Deadlines – the great motivators

I went to “Joint School” on Friday, our local pre-surgery induction for hip replacement patients.  I came away really fired up with all the things I need to get done before I go in for surgery in 2 weeks.

So what is it that this deadline has triggered?

  1. Priority – I now have a list of things that must be done, a list of things that should be done, and a list of things I’d like to do.
  2. Focus – I’ve immediately cancelled all the “nice to haves” that require significant time and distract me from hitting the deadline
  3. Timeliness – I’ve already done lots of things that I’ve known needed doing for months but kept postponing due to “high priorities”
  4. Energy – I will be the one to suffer if I don’t hit the deadline, and  I’ve discovered that lots of “huge” tasks have been finished pretty quickly and easily because they have to be done now, rather than shuffled off into the future
  5. Personal effectiveness – because a change is BETTER than a rest. Swapping to another task when I run out of steam re-energises me while doing something useful

Setting deadlines is a key skill in project management, and if done well can stimulate the team very powerfully.

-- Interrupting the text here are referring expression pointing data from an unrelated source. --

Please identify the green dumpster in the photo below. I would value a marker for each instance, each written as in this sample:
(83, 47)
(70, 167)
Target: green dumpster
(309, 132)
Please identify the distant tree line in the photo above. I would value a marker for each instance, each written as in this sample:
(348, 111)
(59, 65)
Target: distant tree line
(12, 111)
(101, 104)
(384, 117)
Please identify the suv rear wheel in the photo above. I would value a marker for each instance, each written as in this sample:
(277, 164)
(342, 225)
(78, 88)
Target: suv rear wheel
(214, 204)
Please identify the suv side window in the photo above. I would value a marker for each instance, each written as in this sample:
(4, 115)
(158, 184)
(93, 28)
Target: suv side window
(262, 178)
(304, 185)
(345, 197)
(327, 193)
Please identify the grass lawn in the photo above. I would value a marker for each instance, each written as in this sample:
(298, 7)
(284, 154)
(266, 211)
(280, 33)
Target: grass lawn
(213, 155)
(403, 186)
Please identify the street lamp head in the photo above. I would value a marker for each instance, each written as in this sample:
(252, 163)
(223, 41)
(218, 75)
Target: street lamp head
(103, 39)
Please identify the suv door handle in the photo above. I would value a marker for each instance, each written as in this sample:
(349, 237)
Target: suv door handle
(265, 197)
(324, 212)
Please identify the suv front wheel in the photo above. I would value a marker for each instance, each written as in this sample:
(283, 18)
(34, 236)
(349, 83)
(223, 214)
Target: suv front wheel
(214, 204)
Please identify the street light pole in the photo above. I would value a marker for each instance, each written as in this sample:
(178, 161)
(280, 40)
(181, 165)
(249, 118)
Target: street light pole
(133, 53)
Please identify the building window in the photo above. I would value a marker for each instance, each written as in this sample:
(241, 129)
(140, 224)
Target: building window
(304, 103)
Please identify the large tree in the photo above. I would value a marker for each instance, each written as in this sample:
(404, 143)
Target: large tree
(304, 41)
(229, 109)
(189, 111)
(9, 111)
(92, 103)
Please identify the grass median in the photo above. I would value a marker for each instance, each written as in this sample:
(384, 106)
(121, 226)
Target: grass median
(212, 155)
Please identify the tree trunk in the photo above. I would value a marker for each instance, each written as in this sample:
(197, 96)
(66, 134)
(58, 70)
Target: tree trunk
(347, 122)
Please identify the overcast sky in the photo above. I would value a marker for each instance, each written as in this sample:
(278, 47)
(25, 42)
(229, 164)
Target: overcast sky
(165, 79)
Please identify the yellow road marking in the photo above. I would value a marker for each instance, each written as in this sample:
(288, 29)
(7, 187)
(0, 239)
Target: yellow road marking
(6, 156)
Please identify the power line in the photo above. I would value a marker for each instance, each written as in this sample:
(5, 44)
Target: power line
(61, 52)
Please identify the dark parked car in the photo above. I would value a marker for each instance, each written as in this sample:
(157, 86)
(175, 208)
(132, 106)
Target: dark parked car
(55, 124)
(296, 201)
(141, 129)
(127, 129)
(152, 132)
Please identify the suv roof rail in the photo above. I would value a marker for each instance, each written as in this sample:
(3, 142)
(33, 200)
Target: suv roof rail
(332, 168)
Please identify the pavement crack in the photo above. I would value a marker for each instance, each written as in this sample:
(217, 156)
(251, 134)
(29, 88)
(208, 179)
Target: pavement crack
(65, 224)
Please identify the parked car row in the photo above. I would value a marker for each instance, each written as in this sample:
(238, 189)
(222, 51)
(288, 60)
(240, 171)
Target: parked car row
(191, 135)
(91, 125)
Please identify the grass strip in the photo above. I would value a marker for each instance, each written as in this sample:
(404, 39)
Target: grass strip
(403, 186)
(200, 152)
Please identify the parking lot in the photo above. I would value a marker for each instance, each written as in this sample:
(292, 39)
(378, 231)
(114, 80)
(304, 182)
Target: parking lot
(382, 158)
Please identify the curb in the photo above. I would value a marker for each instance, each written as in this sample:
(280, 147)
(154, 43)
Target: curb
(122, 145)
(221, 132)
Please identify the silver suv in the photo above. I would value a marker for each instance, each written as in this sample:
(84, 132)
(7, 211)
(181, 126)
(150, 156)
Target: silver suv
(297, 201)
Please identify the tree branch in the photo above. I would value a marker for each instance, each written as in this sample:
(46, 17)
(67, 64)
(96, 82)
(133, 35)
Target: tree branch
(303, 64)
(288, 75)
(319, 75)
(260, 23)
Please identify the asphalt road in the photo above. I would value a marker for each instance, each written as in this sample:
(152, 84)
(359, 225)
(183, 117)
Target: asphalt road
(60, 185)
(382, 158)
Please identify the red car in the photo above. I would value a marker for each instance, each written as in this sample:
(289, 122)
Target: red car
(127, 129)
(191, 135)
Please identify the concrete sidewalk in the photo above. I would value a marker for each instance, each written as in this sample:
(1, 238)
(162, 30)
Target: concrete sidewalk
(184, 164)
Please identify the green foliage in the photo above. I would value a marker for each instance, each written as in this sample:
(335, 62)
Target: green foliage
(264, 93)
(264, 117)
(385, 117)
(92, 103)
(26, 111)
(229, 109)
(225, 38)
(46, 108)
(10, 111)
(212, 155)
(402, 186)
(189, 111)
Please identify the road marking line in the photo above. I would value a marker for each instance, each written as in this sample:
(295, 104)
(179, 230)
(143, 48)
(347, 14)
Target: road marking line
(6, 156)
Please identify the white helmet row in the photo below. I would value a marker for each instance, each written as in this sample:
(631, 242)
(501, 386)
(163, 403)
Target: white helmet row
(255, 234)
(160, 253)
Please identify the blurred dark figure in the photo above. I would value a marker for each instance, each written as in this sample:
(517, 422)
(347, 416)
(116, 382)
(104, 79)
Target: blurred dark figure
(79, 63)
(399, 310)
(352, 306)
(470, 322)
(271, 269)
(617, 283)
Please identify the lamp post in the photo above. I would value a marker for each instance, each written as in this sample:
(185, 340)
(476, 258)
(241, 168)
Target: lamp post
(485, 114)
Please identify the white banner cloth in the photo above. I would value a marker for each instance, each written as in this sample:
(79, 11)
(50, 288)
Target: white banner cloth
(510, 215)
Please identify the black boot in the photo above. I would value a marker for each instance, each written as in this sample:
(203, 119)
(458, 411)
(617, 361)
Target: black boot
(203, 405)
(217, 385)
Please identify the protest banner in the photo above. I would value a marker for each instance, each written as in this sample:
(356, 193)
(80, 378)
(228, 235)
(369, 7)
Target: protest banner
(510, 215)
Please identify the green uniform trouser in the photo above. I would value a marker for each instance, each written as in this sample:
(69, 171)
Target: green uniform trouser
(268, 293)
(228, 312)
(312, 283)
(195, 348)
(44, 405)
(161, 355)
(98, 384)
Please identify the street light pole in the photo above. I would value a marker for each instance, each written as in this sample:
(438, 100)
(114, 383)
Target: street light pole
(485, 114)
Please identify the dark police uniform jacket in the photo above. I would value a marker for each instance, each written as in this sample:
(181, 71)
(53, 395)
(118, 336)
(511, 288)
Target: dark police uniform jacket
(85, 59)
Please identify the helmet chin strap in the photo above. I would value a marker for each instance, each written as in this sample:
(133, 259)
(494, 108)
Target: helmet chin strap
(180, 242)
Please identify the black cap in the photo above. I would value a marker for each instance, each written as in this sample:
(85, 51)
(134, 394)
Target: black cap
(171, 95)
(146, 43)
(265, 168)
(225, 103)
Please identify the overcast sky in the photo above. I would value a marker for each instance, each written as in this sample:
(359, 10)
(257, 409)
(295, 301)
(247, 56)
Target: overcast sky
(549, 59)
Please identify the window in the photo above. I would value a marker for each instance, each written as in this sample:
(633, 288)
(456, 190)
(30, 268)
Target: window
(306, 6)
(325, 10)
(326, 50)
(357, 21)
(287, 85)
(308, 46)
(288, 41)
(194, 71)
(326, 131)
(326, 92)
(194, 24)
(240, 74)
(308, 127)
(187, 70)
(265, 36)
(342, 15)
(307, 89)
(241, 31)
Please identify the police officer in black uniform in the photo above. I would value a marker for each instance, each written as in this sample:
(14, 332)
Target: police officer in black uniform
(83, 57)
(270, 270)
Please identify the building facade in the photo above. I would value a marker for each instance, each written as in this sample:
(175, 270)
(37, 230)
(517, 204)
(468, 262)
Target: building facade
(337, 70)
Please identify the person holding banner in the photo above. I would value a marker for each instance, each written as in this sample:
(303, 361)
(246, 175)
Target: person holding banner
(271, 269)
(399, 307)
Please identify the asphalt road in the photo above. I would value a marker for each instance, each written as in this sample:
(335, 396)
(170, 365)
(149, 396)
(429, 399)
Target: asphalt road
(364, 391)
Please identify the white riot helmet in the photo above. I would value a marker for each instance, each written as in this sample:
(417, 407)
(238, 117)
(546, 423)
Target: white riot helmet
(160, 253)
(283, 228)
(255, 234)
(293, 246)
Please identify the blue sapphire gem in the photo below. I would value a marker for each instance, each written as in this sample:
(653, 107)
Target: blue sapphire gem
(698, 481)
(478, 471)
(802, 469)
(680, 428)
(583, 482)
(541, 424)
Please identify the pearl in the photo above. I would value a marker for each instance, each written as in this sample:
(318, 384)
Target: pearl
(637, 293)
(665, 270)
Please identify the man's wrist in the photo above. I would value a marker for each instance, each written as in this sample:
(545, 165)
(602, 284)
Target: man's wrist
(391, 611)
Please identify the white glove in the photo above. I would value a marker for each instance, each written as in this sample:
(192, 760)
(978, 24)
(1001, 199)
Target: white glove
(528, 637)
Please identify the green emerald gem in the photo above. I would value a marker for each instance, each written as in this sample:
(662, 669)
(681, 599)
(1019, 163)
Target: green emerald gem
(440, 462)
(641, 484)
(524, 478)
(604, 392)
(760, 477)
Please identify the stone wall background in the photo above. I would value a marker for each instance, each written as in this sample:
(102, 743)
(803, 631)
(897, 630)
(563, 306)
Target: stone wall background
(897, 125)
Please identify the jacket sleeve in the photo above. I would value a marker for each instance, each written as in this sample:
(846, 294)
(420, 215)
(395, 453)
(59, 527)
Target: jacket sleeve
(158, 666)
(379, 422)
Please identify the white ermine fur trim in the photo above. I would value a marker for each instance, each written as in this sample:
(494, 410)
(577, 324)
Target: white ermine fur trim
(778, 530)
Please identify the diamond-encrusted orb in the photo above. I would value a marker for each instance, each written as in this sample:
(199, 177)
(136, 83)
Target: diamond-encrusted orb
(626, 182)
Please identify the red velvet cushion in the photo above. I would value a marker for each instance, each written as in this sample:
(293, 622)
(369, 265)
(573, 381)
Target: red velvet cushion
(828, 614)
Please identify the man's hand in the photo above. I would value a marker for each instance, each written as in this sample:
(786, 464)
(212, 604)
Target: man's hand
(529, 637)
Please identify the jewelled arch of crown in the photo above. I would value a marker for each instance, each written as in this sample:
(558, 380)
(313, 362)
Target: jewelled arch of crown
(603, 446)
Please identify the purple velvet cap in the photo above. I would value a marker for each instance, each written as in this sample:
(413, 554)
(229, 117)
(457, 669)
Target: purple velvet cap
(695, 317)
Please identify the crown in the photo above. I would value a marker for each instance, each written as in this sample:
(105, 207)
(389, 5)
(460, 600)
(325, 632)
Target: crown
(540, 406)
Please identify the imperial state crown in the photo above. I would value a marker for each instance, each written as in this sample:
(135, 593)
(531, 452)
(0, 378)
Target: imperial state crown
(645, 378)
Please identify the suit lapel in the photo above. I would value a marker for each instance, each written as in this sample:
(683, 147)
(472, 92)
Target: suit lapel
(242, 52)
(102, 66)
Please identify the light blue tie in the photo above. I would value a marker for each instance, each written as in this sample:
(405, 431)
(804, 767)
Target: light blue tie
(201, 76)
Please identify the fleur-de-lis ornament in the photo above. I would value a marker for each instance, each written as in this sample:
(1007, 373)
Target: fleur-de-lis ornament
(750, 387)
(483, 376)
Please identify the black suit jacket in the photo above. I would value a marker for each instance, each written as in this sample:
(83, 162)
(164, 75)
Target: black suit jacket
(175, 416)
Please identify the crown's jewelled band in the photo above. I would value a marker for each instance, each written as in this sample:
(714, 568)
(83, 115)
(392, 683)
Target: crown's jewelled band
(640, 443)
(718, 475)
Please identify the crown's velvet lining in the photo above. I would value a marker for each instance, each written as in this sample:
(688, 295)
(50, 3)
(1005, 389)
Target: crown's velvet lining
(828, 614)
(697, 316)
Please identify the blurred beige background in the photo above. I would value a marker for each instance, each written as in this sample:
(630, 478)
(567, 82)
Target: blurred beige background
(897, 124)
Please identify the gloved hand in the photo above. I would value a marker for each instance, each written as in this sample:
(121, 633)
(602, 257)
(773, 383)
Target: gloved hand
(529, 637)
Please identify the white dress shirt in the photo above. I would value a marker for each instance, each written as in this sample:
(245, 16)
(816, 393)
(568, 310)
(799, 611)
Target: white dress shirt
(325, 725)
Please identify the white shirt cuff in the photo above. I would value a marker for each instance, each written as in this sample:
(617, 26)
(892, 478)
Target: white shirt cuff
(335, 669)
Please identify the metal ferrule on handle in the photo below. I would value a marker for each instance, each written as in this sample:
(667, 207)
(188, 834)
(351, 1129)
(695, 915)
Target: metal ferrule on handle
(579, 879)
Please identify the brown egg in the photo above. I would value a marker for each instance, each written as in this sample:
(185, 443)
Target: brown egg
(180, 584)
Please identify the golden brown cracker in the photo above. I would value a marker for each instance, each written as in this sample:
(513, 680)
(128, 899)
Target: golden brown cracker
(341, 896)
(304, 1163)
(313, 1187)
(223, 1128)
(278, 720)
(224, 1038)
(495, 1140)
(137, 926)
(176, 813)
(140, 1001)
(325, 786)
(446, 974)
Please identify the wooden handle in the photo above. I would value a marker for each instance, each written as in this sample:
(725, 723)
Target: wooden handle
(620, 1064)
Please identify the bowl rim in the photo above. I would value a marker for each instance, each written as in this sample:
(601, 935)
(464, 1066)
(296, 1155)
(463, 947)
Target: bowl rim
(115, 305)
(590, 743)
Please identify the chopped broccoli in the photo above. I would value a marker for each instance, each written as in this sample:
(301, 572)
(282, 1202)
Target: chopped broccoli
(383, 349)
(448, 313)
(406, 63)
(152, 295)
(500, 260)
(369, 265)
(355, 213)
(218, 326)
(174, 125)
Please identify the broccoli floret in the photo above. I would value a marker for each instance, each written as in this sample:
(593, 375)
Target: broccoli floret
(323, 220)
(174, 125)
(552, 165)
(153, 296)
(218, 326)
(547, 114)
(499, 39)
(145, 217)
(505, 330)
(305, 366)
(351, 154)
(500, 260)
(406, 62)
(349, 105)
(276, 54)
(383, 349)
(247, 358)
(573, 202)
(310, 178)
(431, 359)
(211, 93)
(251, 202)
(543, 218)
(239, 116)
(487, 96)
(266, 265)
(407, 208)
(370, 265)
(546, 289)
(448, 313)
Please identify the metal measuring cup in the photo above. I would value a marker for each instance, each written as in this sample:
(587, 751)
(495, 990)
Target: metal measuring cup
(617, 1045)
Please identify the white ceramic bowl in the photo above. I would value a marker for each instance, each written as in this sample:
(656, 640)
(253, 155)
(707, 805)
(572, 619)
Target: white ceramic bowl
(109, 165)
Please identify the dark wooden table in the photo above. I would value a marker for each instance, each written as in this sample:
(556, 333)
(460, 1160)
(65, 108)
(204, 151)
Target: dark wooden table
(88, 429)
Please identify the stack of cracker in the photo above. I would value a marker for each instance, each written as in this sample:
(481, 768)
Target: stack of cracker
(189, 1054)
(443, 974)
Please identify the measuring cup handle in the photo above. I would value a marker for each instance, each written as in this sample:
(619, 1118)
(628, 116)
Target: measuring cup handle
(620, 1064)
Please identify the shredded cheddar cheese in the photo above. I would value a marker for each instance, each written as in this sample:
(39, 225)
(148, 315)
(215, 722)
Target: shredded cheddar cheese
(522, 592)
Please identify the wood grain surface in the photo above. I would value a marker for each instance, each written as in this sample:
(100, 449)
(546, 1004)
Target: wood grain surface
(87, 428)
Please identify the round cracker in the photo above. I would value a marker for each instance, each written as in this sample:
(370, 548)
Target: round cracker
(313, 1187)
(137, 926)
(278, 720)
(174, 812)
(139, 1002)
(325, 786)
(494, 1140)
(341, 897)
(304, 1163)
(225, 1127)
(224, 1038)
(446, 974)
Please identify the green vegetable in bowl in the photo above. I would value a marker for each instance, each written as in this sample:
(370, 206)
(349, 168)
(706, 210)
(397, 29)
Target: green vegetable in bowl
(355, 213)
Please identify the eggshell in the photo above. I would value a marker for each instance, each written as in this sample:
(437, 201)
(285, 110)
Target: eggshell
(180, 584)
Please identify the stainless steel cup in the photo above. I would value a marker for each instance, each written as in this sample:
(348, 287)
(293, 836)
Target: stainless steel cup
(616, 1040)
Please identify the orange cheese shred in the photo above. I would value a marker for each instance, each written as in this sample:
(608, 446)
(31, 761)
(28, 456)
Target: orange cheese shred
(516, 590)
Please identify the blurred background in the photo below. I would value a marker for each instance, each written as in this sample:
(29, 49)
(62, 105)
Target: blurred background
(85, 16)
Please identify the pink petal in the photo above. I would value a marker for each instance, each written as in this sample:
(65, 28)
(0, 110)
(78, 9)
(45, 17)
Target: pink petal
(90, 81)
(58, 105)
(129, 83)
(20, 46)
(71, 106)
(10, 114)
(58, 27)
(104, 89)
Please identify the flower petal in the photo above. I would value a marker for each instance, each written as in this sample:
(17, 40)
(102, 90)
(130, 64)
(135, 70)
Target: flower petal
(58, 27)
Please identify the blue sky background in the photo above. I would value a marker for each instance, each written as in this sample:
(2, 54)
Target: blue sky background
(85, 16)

Are deadlines always so effective?

Well, no. Deadlines can be hugely demotivating when:

  • They are not real – they have been created by an executive or manager to “motivate” the team
  • They are too tight:
    • perhaps they are labelled “stretch” but failure to achieve them is unacceptable
    • perhaps they’re simply impossible
  • They are too far in the future:
    • breeding complacency and indolence
    • relying on staff to create their own interim deadlines and motivate themselves
  • They are too abstract – the team can’t relate emotionally to hitting or missing the deadline, so their energies are not tapped into.

Ensuring these do not happen is the responsibility of business leadership, portfolio and programme management, and a critical requirement for such leaders is to have their fingers on the pulse of reality, and occasionally lift their noses from Excel spreadsheets and abstract numbers.

Over the last few years I have seen 2 glaring examples of deadlines being set without a sound justification for considering them viable, then the leaders going ballistic on being told, when the feasibility studies were completed, that the targets were not achievable.

The other end of the spectrum is as bad – many years earlier, I saw a project team that had been set up 6 years before the regulatory deadline, and had spent 5 years making very limited progress. This demanded a huge effort to rescue the project at the last moment

Business leaders need to think very hard about using deadlines to motivate teams – they can work very powerfully both towards success and right into failure!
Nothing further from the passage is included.